Mensen die soms thuis werken, willen in/ rond hun woning meer leefruimte en meer buitenruimte.

De lockdowns, schoolsluitingen en andere maatregelen tegen de pandemie hebben het belang van de ruimte in en om het huis duidelijker zichtbaar gemaakt. Dat blijkt ook uit de voorkeuren van consumenten op de woningmarkt. Er is vraag naar meer leefruimte binnen (extra studeer-/werkkamer) en meer buitenruimte (tuin, balkon, binnenplaats). Ook zoeken mensen vaker naar eengezinswoningen en minder naar appartementen. Voorlopig hebben deze voorkeuren zich nog niet massaal vertaald in woningaanpassingen of verhuizingen.
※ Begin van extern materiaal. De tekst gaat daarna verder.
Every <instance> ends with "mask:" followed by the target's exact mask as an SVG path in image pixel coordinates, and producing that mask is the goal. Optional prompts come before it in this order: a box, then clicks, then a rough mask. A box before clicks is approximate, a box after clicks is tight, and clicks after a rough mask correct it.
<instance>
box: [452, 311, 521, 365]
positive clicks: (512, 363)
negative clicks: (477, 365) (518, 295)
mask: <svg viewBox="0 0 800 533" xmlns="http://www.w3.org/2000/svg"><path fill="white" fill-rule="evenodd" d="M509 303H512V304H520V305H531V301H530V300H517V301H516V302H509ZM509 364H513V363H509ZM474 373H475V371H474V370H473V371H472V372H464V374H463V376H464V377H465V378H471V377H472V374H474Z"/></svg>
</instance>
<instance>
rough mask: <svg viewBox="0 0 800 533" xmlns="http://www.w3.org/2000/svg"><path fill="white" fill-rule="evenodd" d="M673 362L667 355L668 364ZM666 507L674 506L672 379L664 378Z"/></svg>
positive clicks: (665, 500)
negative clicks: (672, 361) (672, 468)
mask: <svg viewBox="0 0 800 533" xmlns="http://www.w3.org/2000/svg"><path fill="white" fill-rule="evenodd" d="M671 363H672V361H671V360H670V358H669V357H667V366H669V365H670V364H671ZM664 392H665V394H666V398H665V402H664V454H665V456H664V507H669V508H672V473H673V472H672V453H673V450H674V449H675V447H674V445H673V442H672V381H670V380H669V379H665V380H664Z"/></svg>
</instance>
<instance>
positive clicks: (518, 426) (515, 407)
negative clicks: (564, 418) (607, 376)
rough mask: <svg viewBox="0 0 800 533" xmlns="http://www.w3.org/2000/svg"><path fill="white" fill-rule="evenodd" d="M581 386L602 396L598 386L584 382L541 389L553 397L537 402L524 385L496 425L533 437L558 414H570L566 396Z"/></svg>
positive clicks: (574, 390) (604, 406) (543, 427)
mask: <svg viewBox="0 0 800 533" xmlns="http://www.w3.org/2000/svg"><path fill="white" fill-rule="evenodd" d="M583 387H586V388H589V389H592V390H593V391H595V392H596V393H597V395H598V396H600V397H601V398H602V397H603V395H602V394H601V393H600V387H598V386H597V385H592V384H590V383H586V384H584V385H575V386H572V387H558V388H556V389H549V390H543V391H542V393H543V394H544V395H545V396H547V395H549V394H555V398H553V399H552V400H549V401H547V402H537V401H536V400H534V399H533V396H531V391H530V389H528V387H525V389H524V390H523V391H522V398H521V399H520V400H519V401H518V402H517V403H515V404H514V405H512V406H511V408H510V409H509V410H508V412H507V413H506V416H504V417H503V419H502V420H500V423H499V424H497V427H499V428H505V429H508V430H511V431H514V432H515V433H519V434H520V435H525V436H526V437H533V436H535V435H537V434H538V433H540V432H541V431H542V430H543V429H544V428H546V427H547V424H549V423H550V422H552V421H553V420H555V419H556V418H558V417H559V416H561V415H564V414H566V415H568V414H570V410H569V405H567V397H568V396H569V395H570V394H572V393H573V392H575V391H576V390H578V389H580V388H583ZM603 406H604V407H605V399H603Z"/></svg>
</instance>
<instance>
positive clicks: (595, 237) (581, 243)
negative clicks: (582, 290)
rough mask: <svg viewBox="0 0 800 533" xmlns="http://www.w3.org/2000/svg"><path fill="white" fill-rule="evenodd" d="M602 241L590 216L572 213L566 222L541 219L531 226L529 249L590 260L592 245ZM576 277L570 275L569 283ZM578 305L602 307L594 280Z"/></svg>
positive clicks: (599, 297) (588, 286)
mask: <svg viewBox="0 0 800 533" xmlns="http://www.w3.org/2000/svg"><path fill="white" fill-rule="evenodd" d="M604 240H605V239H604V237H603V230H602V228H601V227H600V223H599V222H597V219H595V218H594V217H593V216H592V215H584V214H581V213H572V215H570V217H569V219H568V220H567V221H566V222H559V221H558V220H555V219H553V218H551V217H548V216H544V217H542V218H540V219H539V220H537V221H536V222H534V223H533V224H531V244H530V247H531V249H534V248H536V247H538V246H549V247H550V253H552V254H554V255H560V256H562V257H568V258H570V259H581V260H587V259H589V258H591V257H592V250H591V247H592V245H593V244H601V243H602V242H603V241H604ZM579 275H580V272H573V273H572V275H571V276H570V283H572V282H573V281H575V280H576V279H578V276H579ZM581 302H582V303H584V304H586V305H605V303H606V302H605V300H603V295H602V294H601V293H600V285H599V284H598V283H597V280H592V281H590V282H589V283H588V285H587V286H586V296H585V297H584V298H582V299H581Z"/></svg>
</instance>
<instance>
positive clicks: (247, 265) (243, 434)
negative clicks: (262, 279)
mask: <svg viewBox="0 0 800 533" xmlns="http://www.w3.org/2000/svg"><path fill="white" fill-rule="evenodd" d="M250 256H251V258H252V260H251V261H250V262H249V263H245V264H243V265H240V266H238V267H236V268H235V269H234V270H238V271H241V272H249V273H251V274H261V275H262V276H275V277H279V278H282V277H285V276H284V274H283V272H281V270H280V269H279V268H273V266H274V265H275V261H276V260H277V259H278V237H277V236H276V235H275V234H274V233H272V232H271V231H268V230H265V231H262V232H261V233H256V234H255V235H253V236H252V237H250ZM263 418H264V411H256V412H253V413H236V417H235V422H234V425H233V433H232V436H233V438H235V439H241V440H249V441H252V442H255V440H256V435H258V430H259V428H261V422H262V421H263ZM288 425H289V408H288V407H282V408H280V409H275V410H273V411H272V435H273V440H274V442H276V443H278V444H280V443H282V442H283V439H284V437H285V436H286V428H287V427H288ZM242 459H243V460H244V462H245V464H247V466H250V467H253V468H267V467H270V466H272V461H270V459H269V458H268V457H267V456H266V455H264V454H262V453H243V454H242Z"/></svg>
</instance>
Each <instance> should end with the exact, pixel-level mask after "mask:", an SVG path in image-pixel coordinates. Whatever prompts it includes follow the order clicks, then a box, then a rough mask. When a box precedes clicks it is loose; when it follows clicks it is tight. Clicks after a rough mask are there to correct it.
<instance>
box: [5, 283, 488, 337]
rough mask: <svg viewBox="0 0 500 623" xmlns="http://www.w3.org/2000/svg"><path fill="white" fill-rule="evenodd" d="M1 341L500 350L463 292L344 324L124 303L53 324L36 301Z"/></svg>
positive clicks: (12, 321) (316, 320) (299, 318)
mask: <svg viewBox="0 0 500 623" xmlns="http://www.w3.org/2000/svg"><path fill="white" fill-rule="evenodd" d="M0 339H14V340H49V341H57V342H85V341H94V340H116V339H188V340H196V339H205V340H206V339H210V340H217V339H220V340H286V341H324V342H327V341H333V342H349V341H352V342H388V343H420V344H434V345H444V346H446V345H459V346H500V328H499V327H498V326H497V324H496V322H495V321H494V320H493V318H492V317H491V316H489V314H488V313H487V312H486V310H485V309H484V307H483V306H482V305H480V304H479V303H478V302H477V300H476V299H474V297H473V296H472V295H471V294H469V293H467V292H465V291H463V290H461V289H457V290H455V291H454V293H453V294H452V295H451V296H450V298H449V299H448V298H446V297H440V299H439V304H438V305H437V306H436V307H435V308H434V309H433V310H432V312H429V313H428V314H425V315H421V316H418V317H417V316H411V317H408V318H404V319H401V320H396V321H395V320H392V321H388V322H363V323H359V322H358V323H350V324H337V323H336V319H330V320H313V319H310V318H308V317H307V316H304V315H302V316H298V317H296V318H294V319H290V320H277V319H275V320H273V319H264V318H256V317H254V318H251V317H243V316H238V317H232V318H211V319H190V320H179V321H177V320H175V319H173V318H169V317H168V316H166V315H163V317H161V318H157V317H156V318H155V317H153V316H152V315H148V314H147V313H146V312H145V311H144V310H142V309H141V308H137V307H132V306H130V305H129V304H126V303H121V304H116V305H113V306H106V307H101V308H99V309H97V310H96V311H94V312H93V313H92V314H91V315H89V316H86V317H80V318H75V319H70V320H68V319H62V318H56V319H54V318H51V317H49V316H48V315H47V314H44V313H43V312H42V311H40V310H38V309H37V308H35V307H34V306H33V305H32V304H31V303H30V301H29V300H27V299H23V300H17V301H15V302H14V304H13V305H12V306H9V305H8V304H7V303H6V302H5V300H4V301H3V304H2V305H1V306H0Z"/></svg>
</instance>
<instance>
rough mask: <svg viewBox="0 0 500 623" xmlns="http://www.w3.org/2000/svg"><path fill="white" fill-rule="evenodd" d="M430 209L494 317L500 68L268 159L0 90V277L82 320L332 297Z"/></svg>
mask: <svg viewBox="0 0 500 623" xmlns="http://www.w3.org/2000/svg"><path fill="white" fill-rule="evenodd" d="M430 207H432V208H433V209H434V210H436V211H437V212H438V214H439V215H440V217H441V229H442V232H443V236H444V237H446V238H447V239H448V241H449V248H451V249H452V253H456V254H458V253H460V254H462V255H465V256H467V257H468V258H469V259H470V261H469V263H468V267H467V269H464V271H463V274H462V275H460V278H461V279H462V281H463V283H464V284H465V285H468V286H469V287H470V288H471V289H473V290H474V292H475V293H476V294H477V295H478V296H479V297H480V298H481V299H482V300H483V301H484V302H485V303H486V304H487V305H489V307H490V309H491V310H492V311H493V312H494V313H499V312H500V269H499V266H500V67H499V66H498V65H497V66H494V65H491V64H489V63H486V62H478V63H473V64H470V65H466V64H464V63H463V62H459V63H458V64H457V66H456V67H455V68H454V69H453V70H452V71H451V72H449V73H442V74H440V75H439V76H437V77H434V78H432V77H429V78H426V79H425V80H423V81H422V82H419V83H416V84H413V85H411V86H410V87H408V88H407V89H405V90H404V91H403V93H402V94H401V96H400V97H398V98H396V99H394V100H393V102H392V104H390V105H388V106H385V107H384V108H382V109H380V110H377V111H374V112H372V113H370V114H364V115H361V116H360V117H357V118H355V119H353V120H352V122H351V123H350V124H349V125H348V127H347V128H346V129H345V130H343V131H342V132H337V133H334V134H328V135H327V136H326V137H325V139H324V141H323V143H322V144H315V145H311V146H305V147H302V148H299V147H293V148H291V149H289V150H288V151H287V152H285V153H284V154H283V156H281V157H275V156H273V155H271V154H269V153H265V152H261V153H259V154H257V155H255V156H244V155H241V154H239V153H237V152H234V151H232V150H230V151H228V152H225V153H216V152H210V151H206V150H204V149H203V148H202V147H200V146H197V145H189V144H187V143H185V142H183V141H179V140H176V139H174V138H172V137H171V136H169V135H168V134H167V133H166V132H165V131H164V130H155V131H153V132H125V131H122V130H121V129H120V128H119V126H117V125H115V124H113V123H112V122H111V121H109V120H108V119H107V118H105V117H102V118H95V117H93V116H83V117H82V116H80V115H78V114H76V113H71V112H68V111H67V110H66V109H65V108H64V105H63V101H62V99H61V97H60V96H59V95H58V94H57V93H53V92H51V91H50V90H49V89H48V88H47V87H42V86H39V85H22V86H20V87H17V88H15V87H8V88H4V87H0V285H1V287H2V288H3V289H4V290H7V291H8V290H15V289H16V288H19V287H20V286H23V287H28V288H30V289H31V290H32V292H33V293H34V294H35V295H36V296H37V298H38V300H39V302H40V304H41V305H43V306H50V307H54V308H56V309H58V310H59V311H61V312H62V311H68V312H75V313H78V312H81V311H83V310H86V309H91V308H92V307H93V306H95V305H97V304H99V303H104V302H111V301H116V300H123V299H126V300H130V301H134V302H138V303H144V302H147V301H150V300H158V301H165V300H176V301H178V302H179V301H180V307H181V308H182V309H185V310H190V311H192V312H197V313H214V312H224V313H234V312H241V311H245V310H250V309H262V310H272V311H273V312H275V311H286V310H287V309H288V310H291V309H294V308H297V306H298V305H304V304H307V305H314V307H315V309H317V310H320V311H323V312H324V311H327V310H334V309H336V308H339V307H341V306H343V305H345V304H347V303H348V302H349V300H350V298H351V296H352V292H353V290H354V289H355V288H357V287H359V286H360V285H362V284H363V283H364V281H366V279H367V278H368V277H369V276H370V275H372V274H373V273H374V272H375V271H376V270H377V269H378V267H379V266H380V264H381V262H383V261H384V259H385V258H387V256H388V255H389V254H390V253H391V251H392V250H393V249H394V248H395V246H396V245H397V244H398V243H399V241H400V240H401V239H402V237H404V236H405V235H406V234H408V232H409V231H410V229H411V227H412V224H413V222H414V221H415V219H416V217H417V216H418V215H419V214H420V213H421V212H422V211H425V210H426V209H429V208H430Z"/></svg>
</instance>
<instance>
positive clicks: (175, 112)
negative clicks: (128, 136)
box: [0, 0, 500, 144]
De behoefte aan meer buitenruimte is al langere tijd aan het groeien. Dat blijkt bijvoorbeeld uit tevredenheidsonderzoek. In 2012 was 68% van de respondenten tevreden met hun buitenruimte, in 2018 nog maar 61%. De tevredenheid was het laagst bij mensen met een appartement. Uit diezelfde tevredenheidsonderzoeken was er voor de pandemie sprake van een lichte trend naar meer tevredenheid met de binnenruimte: in 2012 vond 25% hun woning te klein, in 2018 was dit 22%. Hier heeft de pandemie dus voor een trendbreuk gezorgd.

Het is nog niet duidelijk hoe deze trends zich zullen gaan ontwikkelen. Dit hangt mede af van de keuzes van grote aantallen werkenden (en werkgevers) op het gebied van hybride werken. Omgekeerd kan de beschikbaarheid van voldoende leefruimte thuis de keuze voor thuiswerken aantrekkelijker maken. Hier is dus sprake van een wisselwerking, al spelen andere factoren uiteraard ook een rol.